Here are some tips, mostly from Santideva’s Bodhicaryavatara – ‘Guide to the Bodhisattva’s Way of Life’. I’m writing this on the train and from memory, but hopefully it’s pretty accurate. Feel free to correct any mistakes!

  1. Don’t try to get everything in your world right. Try to get your mind right. Santideva says ‘Why try to cover the entire world in leather, when simply covering the soles of your own feet will do the job just as well?’
  2. Try to remember that, even though the person in front of you is being an arsehole, you are also contributing something to your current feeling (and there are a bunch of other factors that you’re not taking account of too). How tired you are, the weather, the fact that you’re late, perhaps you woke up 10 minutes late and now have to rush.
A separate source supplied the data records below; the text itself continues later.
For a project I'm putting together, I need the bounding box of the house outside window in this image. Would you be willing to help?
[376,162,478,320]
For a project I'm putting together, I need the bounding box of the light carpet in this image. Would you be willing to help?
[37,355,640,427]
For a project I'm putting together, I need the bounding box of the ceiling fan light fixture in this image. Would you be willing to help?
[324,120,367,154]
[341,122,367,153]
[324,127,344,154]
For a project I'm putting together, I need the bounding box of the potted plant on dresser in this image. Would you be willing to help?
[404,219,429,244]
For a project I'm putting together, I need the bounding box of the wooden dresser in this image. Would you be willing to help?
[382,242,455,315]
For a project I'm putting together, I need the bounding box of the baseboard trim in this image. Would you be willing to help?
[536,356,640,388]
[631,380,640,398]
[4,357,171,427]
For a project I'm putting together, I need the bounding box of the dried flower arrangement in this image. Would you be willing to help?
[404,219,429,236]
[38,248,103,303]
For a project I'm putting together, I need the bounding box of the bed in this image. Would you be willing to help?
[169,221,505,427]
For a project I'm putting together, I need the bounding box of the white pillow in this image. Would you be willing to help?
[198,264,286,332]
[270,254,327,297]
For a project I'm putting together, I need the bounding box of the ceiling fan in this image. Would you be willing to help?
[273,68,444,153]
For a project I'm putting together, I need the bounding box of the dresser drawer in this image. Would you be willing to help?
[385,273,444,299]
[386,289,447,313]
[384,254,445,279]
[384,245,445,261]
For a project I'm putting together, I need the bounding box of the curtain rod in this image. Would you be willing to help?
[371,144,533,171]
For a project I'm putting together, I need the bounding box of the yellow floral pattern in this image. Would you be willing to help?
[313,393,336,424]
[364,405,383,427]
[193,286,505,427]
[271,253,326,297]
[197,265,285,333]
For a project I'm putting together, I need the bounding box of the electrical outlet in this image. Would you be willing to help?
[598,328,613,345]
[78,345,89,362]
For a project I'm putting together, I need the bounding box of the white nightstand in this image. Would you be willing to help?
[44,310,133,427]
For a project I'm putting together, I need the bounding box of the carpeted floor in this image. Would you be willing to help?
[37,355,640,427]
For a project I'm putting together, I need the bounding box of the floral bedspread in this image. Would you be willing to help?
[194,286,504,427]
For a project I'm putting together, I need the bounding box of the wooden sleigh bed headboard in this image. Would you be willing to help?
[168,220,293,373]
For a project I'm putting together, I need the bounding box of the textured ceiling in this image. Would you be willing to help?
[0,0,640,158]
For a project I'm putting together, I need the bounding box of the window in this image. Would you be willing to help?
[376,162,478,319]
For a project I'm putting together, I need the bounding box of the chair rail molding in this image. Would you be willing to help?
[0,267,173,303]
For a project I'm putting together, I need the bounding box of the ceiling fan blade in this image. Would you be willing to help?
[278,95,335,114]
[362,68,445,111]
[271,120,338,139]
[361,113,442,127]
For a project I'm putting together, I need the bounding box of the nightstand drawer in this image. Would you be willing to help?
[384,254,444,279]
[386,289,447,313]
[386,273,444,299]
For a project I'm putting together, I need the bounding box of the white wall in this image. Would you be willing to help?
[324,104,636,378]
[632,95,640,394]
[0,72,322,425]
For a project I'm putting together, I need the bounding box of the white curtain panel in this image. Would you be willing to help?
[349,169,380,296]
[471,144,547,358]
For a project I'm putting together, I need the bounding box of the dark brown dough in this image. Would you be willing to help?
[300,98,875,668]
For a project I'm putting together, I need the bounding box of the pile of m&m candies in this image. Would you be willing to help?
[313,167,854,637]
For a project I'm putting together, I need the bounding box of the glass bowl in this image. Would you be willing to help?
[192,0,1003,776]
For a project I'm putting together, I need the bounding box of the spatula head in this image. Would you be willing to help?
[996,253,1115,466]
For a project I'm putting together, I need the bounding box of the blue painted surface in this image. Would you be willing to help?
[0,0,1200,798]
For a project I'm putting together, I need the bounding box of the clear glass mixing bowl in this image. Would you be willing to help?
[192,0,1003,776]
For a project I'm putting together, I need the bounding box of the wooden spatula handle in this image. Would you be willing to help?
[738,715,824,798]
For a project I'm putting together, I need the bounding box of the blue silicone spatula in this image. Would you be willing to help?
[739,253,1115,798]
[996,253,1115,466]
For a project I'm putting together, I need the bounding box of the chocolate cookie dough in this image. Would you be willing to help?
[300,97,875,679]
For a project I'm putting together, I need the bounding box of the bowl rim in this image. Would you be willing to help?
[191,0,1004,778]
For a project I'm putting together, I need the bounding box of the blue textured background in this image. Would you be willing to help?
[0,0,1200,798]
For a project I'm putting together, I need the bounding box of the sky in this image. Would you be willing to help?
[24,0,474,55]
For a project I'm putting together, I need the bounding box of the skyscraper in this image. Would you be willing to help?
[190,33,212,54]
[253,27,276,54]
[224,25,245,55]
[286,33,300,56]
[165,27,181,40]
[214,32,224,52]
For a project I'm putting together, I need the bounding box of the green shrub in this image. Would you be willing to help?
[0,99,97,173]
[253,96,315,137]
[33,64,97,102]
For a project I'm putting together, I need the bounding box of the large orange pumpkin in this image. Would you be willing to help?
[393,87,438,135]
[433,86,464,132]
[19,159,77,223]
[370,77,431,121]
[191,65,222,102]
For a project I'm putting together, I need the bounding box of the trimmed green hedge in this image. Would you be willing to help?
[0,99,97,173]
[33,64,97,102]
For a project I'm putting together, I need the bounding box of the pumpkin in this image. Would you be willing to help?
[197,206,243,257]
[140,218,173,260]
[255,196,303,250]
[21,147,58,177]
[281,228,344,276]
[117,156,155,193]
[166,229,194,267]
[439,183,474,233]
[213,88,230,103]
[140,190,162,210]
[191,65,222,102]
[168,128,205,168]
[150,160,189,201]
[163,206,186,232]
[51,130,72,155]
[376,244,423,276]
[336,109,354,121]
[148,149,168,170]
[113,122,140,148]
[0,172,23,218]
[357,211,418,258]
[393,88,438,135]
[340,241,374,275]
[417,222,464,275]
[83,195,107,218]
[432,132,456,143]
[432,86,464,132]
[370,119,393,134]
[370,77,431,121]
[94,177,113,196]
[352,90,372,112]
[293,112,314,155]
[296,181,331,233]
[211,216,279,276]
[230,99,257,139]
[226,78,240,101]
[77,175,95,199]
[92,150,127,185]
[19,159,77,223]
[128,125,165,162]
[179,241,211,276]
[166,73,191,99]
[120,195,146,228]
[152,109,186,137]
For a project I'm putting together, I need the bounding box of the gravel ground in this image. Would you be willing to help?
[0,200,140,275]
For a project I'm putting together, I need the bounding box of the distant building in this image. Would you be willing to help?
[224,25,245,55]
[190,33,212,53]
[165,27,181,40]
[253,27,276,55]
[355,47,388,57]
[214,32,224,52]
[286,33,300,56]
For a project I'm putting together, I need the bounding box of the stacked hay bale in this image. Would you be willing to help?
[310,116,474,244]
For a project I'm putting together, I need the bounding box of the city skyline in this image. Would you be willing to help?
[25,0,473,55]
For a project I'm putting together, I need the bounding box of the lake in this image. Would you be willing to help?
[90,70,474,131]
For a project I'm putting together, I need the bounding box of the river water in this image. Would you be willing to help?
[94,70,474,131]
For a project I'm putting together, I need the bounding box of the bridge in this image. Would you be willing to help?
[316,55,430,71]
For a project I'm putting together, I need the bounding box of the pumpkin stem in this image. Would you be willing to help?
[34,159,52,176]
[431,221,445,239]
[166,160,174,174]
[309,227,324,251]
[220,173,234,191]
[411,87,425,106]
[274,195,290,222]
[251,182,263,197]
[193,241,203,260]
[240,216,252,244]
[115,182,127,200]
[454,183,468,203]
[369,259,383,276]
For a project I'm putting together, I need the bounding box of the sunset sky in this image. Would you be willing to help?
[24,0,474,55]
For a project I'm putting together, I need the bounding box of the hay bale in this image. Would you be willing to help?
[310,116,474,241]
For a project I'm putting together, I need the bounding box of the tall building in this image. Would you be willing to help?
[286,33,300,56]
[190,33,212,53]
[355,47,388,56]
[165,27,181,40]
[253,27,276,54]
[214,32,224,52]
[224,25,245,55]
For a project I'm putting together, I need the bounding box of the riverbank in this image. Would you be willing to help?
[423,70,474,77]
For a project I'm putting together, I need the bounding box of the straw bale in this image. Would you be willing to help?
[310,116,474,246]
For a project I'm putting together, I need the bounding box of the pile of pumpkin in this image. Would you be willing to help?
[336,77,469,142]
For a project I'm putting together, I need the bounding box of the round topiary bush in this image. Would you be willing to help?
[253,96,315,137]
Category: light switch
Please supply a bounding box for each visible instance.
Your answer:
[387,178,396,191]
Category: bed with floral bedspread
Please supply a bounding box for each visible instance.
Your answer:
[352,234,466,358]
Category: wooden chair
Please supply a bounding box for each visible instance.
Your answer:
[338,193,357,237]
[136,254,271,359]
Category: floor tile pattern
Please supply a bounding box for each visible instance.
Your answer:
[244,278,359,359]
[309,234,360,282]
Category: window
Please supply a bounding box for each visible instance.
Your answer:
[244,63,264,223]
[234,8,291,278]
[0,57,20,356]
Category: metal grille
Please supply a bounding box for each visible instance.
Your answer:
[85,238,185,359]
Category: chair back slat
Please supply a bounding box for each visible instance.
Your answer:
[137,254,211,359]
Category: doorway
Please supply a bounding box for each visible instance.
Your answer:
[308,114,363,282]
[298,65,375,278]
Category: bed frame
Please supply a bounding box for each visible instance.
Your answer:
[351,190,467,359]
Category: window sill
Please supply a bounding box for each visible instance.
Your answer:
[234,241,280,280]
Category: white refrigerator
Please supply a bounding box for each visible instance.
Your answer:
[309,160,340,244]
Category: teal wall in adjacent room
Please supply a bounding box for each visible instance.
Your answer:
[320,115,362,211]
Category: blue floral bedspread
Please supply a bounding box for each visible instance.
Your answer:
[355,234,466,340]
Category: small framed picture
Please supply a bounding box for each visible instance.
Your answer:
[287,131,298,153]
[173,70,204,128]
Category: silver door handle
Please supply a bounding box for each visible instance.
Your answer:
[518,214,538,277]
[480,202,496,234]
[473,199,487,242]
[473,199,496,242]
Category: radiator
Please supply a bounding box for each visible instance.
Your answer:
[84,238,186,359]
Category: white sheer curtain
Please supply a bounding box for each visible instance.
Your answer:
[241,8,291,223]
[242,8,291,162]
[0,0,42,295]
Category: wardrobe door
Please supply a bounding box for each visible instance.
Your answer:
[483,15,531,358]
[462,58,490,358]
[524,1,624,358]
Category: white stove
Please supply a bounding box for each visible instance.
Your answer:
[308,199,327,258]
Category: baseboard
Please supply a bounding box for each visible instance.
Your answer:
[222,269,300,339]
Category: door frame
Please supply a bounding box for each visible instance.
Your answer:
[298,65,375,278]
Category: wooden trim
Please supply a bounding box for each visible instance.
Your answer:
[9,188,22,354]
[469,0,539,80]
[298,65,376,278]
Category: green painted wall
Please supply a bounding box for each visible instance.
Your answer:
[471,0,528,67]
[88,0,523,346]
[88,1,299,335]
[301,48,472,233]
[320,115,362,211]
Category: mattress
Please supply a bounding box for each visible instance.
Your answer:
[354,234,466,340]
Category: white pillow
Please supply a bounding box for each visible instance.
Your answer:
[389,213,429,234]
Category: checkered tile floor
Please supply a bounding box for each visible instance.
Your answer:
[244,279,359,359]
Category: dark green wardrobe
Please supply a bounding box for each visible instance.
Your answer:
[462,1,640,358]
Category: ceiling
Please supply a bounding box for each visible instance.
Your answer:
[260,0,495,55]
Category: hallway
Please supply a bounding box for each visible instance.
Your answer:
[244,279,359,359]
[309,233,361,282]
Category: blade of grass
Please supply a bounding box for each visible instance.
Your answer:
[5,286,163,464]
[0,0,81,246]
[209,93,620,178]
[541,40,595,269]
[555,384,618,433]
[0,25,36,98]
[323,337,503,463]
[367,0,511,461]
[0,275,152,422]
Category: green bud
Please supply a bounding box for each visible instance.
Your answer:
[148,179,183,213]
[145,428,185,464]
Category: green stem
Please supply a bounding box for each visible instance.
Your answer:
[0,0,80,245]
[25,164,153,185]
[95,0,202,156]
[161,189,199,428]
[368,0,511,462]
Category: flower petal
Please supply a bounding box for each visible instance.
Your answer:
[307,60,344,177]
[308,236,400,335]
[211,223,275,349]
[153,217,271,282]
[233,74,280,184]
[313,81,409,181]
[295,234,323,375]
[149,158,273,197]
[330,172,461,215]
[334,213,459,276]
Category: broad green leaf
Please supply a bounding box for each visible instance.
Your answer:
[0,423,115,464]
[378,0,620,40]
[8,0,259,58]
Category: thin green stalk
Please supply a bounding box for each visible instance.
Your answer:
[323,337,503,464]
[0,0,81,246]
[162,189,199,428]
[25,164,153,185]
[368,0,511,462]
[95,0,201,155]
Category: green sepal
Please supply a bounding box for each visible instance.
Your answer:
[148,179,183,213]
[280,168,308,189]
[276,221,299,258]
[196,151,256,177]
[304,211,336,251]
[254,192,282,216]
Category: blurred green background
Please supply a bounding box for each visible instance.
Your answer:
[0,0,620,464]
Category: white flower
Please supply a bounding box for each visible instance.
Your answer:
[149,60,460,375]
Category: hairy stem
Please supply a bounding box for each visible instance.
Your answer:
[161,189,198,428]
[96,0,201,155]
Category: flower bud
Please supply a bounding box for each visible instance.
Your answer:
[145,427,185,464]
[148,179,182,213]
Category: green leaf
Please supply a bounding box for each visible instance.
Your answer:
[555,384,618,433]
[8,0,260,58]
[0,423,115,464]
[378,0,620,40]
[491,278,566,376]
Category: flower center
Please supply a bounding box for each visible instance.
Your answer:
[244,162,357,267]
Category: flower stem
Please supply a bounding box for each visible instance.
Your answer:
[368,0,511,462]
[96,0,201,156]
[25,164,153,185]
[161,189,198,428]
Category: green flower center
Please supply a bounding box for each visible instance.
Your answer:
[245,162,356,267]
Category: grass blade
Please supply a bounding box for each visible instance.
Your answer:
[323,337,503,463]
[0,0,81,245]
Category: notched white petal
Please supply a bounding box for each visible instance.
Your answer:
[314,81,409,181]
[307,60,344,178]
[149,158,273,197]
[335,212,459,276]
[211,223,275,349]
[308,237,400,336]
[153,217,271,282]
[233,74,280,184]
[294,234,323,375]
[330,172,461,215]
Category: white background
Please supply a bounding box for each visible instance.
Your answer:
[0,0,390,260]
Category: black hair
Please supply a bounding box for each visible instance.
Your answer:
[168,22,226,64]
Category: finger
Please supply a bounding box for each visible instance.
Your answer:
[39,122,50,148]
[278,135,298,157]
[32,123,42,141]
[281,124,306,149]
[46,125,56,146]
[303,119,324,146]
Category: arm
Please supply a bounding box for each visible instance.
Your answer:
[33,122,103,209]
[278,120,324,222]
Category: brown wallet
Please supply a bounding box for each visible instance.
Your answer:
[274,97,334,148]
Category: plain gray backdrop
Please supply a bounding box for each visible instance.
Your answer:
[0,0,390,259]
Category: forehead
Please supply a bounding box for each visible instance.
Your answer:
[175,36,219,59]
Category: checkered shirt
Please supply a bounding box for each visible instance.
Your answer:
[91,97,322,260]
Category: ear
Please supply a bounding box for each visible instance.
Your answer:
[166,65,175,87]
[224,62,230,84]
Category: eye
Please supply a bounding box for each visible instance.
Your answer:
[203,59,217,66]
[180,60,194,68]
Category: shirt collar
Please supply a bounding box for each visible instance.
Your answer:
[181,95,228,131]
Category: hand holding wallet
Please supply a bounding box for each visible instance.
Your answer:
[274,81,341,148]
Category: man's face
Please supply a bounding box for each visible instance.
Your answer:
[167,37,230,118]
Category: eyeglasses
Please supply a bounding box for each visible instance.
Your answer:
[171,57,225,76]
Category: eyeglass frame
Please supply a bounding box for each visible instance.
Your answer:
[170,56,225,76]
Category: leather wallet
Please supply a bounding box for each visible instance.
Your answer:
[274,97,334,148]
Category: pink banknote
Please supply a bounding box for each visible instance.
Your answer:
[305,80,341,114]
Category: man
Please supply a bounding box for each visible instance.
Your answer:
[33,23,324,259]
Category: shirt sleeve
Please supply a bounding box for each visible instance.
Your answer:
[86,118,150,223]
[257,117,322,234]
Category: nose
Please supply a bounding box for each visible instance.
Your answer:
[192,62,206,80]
It’s all part of the web of conditions that led to you currently feeling like this.We tend to lay a whole bunch of blame on people, when often a bunch of the problem is dues to non-human causes and conditions. But you can’t shout at lateness, whereas you can shout at a person.
  3. Remember that the person has a whole story that you aren’t aware of. If you knew it, maybe you’d give them a break?
  4. Although in your world you are the subject and they are the object, in their world it’s the other way round. We tend to see ourselves (emotionally, if not philosophically) as the centre of the universe. We are the constant, the star of the show. Everyone else is a bit part – passing through. But you’re just a bit part in their life too. When you get your head around that, their lack of consideration becomes a little more understandable.
  5. Your enemy is your greatest teacher. You are fortunate they exist. That might seem strange, but think about it. When nothing and no one is rubbing you up the wrong way, you just drift through life, learning very little. We’ve all met people who are the result of this kind of ‘good fortune’!

We reflect most when something’s not right and we have to work out a way to deal with it. Learning to stay positive when things aren’t right is the big one. When you’ve cracked it, life is a piece of cake!

Even if you don’t *totally* crack it, you still build your emotional muscles when life is tough. The most amazing people I have met (and I’ve met some truly amazing people) have all had big challenges in their lives. Sure trauma leaves its scars, but it also makes you more beautiful. You can only be a ‘don’t sweat the small stuff’ kind of person if you can recognise small stuff in the first place. And you can only recognise that when you’ve had a bunch of big stuff to deal with.

Well London, I hope that’s useful. Let’s try to be dignified hosts, and be good to each other during #stratfordsportsday.

Any other tips for staying sane during the mayhem? I’d love to hear it! (No, seriously, please share – I really need as many strategies as possible!)